Well-known risk analyst and “Black Swan” author Nassim Nicholas Taleb seemingly changed his previously positive attitude toward Bitcoin, calling it a “gimmick” and an “open Ponzi scheme” during an interview with CNBC’s Squawk Box yesterday.
“[Bitcoin] has characteristics of an open Ponzi, everybody knows it’s a Ponzi,” Taleb said. “Basically, there’s no connection between inflation and Bitcoin. None. I mean, you can have hyperinflation and Bitcoin going to zero. There’s no link between them.”
“Stay out of #bitcoin. Buy stocks that are stable and buy things you understand,” @nntaleb on how to hedge risk in today’s market. pic.twitter.com/xvNXuguRwa
— Squawk Box (@SquawkCNBC) April 23, 2021
“These gimmicks, you have Bitcoin today. You may have another one tomorrow. They come and go, and there’s no systematic link between them and the claims they make,” he argued, adding, “It’s a beautifully set up cryptographic system. It’s well made but there’s absolutely no reason it should be linked to anything economic.”
A Ponzi scheme without malefactors
A Ponzi (pyramid) scheme, named after its creator Charles Ponzi, is a method of fraud where malicious actors are siphoning funds out of unsuspecting victims by promising them great returns. Simultaneously, crooks rely on inflows of “fresh blood” into their scheme to actually pay some amounts of cash to previous investors—in exchange for bringing in new ones.
In this light, Bitcoin can indeed be perceived as a global, decentralized Ponzi scheme that doesn’t even have any specific organizers behind it. As it stands, most people buy Bitcoin expecting its price to grow—and that is only possible when new people start buying the crypto. This creates a perpetual cycle of price appreciation where early investors essentially get rewarded when new people buy the asset at increased prices.

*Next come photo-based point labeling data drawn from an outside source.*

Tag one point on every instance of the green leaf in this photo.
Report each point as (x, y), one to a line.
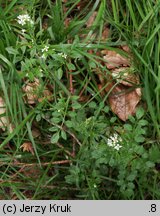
(55, 138)
(139, 113)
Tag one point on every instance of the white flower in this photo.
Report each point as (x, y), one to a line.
(45, 49)
(113, 141)
(24, 19)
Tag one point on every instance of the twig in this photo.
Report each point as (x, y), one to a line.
(35, 164)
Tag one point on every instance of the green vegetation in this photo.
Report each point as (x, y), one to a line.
(62, 140)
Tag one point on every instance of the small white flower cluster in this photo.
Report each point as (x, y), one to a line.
(24, 19)
(63, 55)
(113, 141)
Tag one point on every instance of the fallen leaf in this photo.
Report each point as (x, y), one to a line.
(114, 59)
(27, 146)
(123, 102)
(125, 76)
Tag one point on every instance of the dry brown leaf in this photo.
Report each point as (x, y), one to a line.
(114, 59)
(123, 103)
(27, 146)
(32, 90)
(125, 76)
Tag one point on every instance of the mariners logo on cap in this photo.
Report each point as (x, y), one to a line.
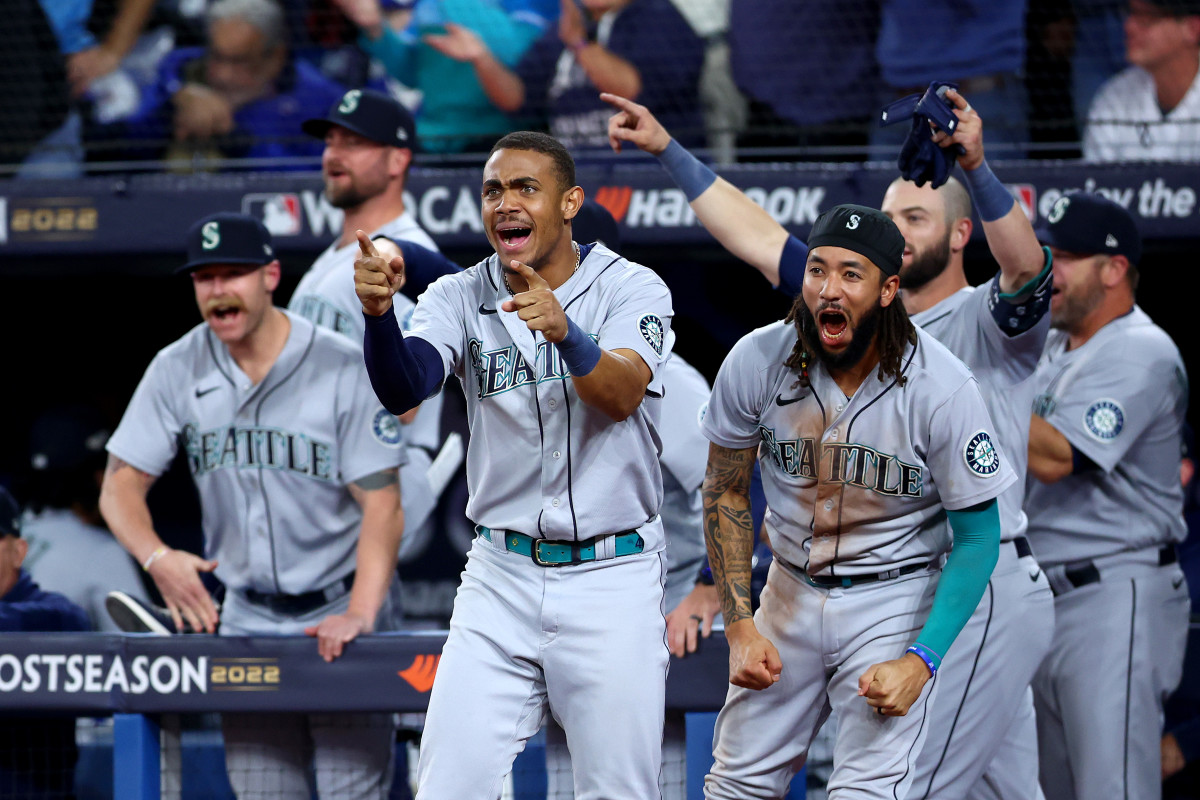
(981, 455)
(1104, 419)
(385, 427)
(210, 235)
(652, 331)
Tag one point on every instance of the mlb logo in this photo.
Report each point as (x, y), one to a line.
(280, 212)
(1026, 197)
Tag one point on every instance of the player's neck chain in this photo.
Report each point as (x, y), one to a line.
(504, 275)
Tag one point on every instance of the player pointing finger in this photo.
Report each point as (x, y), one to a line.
(633, 122)
(377, 278)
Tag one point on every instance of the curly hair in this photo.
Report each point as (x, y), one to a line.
(893, 335)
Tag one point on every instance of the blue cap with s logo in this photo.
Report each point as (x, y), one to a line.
(228, 238)
(371, 114)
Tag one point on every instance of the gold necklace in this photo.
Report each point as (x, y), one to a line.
(504, 275)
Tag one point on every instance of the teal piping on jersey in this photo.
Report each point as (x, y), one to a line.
(1023, 294)
(964, 577)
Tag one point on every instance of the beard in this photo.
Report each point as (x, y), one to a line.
(1077, 306)
(927, 265)
(862, 335)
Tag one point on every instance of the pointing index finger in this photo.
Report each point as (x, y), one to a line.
(365, 244)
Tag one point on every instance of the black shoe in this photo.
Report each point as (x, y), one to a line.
(135, 617)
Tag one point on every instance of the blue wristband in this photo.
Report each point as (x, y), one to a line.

Despite that Taleb has spoken much more positively about Bitcoin in the past, his views changed over the past couple of years. Partly this is because the narrative around Bitcoin has shifted from it being a currency—as in “medium of exchange”—to being a store of value or even “digital gold.”
Not so much of a currency
Speaking to CNBC, however, Taleb explained that an asset whose price can easily move by 20% or more in a month “cannot be a currency. It’s something else.”
“I bought into it […] not willing to have capital appreciation, so much as wanting to have an alternative to the fiat currency issued by central banks: A currency without a government,” Taleb explained, adding, “I realized it was not a currency without a government. It was just pure speculation. It’s just like a game. I mean, you can create another game and call it a currency.”
Investors who want to offset inflation would be better off allocating their money into something tangible that can bring them yields in the future, Taleb argued. As an example, he suggested buying a piece of land and growing olives on it. The latter can be turned into olive oil, for example, and “if the price collapses, you’ll have something.”
“But Bitcoin, there’s no connection and, of course, the best strategy for investors is to own things that produce yields in the future. In other words, you can fall back on real dollars coming out of the company,” Taleb concluded.